Exclusions and Exemptions - Application for a Block Exemption Order

Undertakings or associations of undertakings may apply for Block Exemption Orders in order to secure the benefit of an exemption to a category of agreements.

Where similar agreements are commonly used by undertakings throughout a market, it may indeed be more appropriate for undertakings or associations of undertakings to consider seeking a Block Exemption Order for such agreements rather than to apply separately for an individual Decision1 regarding their specific agreement.

What is a Block Exemption Order and When Should you Consider Applying for One?

The Competition Commission (the "Commission") may issue Block Exemption Orders where it is satisfied that a category of agreements enhances overall economic efficiency (the "Efficiency Exclusion"). The category of agreements covered by a Block Exemption Order will then be excluded from the First Conduct Rule (which prohibits anti-competitive agreements). However, a Block Exemption Order does not provide any exemption from the Second Conduct Rule (which prohibits abuses of substantial market power).

The Commission may issue Block Exemption Orders on its own initiative or in response to an application and can subject Block Exemption Orders to any time limit, conditions or limitations it deems appropriate.

There is no requirement for the Commission to issue a Block Exemption Order in order to rely on the Efficiency Exclusion. Undertakings and associations of undertakings can self-assess whether they meet the terms of the exemption. In deciding whether to consider an application, the Commission will take into account whether the resources required for issuing a Block Exemption Order are likely to be proportionate to the expected public benefit brought by the Order.

In that respect, the information provided by the applicants should demonstrate that the category of agreements in question is in wider use in one or more industries. Alternatively, if the application is sectorspecific, the Commission expects the information provided to show that there is a greater need for cooperation between undertakings in the relevant sector compared with other sectors.

If undertakings or associations of undertakings wish to make an application for a Block Exemption Order, the Commission generally expects the cooperation of all undertakings that are parties to the agreements.

How to Apply for a Block Exemption Order?

The Ordinance does not provide for any timeframe for the Commission's review of a Block Exemption Application. Since Block Exemption Orders may be relevant to substantial portions of Hong Kong's economy, the Commission will generally engage in extensive consultations with stakeholders. The timeframe will ultimately depend on the nature and complexity of the matter.
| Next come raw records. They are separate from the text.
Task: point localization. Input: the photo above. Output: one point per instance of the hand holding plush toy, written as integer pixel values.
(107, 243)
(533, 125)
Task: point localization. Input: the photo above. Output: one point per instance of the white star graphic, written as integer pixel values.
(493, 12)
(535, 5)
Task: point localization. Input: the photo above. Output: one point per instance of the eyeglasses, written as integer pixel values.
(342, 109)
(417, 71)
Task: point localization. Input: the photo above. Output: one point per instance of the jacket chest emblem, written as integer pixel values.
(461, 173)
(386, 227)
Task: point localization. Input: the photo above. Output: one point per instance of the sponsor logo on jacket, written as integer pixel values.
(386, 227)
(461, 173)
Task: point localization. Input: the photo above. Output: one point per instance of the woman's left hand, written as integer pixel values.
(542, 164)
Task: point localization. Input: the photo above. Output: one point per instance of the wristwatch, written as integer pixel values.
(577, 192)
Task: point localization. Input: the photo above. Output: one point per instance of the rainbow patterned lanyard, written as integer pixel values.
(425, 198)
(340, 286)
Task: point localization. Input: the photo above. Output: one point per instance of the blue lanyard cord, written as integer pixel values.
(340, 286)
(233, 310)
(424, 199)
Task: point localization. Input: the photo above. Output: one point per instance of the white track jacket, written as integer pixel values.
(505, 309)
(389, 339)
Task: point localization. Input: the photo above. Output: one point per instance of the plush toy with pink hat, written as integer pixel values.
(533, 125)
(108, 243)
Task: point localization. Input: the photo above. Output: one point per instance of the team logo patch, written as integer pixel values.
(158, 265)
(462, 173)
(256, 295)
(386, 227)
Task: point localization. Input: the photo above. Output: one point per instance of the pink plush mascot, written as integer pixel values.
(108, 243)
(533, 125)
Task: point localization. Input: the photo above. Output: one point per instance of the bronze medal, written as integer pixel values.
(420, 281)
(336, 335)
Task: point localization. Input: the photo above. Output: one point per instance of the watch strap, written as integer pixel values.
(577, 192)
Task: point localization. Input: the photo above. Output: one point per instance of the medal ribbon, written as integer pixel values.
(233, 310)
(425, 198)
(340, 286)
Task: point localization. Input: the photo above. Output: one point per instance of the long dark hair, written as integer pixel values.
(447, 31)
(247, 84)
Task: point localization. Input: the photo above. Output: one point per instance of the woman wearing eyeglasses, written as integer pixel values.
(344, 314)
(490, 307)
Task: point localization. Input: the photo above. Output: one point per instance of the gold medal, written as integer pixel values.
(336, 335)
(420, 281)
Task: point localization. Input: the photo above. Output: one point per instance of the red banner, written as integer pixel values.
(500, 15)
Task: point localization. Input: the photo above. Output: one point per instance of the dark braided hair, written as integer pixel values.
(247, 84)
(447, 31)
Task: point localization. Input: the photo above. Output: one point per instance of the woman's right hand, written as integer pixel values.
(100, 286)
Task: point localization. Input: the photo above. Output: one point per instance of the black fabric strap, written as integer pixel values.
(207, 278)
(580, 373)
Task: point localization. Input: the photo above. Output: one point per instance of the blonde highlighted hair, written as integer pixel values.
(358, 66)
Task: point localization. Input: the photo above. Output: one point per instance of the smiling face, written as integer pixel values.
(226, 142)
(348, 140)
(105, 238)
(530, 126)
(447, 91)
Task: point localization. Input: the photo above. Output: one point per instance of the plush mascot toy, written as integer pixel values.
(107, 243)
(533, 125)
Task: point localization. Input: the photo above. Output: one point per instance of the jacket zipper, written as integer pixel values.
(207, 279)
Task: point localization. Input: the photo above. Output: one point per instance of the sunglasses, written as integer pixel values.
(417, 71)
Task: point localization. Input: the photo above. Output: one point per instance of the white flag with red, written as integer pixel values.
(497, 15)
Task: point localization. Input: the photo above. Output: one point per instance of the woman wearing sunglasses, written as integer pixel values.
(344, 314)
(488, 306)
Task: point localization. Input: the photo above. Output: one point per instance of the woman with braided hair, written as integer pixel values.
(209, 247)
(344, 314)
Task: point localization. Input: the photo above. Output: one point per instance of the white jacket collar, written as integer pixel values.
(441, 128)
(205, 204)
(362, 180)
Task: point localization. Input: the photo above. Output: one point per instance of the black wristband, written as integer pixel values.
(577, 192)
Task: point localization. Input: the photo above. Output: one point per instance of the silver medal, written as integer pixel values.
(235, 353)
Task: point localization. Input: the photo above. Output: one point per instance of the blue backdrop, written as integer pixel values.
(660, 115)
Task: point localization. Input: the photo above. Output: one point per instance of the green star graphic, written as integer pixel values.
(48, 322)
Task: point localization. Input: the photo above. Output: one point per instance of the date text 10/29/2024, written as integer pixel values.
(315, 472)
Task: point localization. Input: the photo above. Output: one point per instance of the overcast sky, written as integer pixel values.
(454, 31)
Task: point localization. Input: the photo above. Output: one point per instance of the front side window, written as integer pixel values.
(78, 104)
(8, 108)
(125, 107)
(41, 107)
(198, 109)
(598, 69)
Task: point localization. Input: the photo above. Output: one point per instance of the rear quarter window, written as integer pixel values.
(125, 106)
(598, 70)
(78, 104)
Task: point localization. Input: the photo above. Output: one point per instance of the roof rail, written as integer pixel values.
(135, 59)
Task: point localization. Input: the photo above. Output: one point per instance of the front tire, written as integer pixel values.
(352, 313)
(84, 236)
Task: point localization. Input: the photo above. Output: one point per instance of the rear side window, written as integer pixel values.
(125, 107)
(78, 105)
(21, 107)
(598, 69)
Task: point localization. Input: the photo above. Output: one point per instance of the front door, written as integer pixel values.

The Commission encourages applicants to engage in initial consultations prior to submitting a Block Exemption Application. This will give the applicants a chance to discuss the proposed Block Exemption Application with the Commission and consider whether a Block Exemption Order would be appropriate.

You should however be aware that the Commission may use the information received in the context of an initial consultation to consider whether an applicant is in violation of the Ordinance and decide to initiate enforcement action. It is therefore essential that you seek legal advice before approaching the Commission.


What Happens After a Block Exemption Order?

If the Commission decides to issue a Block Exemption Order, it will publish the Order on its website together with the reasons for issuing it.

The Commission will then monitor whether the undertakings have complied with the relevant conditions or limitations. A failure to comply would result in loss of immunity initially afforded by the Block Exemption Order.

The Commission will also review the Block Exemption Order on a date specified in the Order, which cannot be later than five years from the date of the Block Exemption Order. The Commission may also commence a review prior to the specified date if, for instance, developments have taken place in the economy of Hong Kong which affect the particular category of agreements or if new information relating to the particular category of agreement has come to the knowledge of the Commission. The Commission may vary or revoke the Block Exemption Order after the review if it deems appropriate.


1 You can refer to Part 11 of our Investigation Series for additional information on individual Decisions.